Chance of Winning? Zero.

Remember yesterday’s post “A Tax On Stupid People”?  I delivered the unhappy news to win a simple $500 a week for life in the NYS Lottery, statistically, you would have to scratch a ticket every second of every day for 3 ENTIRE LIFETIMES to hit the magic ticket (buying about $8-million dollars of lottery tickets in the process). That was a little disappointing to those of you who had counted on the prize to pay next month’s rent. But the good news was you only had to pay $1 for your moronic delusion. Some dopes pay $30!
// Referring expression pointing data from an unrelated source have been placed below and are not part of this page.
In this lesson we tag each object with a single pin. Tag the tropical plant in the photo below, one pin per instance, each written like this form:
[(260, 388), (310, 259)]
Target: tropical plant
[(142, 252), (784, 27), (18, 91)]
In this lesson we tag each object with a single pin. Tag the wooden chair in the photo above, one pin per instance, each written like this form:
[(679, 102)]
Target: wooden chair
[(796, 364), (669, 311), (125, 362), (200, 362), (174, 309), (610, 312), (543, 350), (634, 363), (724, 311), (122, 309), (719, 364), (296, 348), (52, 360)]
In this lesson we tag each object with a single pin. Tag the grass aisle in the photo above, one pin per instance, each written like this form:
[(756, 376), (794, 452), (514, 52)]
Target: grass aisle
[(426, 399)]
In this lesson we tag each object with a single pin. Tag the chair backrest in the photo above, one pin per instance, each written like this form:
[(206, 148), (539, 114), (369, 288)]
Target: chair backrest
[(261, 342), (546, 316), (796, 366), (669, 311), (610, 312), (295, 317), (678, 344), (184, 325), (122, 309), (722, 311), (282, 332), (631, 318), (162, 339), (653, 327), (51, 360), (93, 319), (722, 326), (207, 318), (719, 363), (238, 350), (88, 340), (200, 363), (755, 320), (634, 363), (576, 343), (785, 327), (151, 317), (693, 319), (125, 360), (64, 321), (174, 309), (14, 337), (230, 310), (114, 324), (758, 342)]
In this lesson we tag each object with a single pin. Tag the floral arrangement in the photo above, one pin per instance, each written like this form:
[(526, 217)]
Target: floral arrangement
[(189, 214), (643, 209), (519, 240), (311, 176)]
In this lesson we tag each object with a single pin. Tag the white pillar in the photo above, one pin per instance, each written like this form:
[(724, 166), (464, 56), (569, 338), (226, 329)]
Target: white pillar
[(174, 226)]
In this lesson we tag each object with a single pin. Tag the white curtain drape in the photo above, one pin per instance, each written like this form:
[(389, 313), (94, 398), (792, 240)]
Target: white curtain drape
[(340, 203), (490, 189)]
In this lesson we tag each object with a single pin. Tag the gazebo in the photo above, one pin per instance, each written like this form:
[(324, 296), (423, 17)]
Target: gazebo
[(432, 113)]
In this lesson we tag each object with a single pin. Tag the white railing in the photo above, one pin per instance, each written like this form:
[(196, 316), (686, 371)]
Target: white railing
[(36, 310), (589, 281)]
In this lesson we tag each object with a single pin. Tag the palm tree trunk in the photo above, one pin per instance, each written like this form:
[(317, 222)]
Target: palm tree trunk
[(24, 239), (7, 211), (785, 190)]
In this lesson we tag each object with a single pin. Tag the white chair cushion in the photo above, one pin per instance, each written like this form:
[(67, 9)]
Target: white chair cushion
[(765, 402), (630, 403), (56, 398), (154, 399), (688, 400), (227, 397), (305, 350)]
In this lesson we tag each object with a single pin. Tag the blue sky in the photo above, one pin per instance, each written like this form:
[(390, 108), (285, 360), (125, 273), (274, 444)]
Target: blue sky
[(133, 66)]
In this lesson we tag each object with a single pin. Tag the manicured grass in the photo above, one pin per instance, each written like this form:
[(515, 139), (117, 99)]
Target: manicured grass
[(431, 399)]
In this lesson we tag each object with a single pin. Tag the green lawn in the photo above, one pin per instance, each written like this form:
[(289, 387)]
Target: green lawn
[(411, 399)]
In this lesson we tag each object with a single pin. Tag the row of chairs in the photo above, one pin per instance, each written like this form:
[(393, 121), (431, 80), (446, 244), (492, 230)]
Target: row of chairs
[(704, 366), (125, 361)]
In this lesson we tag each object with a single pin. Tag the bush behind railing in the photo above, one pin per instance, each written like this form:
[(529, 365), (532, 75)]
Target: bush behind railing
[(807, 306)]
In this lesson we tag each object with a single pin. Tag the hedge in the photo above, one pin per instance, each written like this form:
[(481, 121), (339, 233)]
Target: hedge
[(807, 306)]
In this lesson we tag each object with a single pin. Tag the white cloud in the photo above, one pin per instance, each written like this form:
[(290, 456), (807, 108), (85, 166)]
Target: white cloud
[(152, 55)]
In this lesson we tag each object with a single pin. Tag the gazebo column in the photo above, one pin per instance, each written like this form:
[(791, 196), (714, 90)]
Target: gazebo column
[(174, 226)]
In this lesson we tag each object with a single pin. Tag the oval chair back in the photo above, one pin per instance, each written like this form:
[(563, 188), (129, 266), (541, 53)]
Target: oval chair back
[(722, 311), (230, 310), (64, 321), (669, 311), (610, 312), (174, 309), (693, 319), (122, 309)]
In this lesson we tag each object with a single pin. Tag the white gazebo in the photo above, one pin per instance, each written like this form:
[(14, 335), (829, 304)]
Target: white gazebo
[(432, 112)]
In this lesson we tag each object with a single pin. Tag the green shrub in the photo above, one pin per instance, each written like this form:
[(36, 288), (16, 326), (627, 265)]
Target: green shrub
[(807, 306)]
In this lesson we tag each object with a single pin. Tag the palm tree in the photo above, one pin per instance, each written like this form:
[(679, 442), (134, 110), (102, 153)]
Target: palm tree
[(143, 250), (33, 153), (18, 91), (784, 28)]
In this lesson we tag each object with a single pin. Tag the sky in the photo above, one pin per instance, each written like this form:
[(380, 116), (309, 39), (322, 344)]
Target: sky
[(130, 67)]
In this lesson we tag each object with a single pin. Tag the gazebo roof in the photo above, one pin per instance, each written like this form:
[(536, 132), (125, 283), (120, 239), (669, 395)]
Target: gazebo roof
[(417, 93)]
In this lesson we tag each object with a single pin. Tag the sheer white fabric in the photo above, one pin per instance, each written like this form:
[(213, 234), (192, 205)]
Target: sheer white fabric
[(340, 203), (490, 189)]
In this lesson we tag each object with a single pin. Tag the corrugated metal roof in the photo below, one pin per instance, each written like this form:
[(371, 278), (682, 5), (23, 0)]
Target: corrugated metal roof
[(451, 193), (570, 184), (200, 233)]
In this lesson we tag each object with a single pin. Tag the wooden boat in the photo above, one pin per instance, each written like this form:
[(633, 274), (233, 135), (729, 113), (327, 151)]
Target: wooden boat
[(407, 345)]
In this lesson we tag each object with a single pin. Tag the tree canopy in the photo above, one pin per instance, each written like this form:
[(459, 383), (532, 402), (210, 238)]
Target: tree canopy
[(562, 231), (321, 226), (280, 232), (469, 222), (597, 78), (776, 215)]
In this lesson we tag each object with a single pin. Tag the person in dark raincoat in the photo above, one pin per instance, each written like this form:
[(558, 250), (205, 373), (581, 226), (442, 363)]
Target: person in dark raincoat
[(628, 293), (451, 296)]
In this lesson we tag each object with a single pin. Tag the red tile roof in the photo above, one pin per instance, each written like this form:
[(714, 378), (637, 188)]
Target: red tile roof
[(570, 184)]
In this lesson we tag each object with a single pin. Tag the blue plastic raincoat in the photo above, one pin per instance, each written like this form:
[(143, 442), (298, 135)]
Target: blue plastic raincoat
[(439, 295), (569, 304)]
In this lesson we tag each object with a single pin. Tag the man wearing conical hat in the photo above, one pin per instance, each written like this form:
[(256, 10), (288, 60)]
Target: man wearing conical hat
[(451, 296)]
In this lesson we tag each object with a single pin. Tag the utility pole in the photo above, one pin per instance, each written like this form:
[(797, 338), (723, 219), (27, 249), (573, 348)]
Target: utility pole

Of course the chance of winning the Grand Prize is roughly equivalent to walking around your backyard with a bushel basket waiting for a plane to drop $1-million into it. But even THOSE chances – zillions to one – are better than if you have NO CHANCE of winning.

What’s that?

Yeh, sorry. Sometimes there’s NO chance of winning the Grand Prize. Why?

Because someone may have ALREADY won it. WHAT!?

Think of how it works. Some gerbil-like bureaucratic committee in Albany gets to choose a new Lottery game from the thousands that are sent in by New Yorkers who have too much time on their hands. So they run the numbers through the computers to make sure the odds are so stupidly high, even Paris Hilton could see there’s little chance of  her ticket actually winning. And then they set the run of the new game (say six months to a year) and print the estimated required number of tickets to distribute to retail vendors and start the massive ad campaigns.

BUT THEN some nitwit actually HITS the Grand Prize in the first month of a year-long campaign! (It’s happened any number of times.) Uh-oh. There’s only one Grand Prize and eleven months to go. Now what?

“Well New York pulls the game or announces there is no more Grand Prize to win, right?”

Sure, kid. And the cow really jumped over the moon.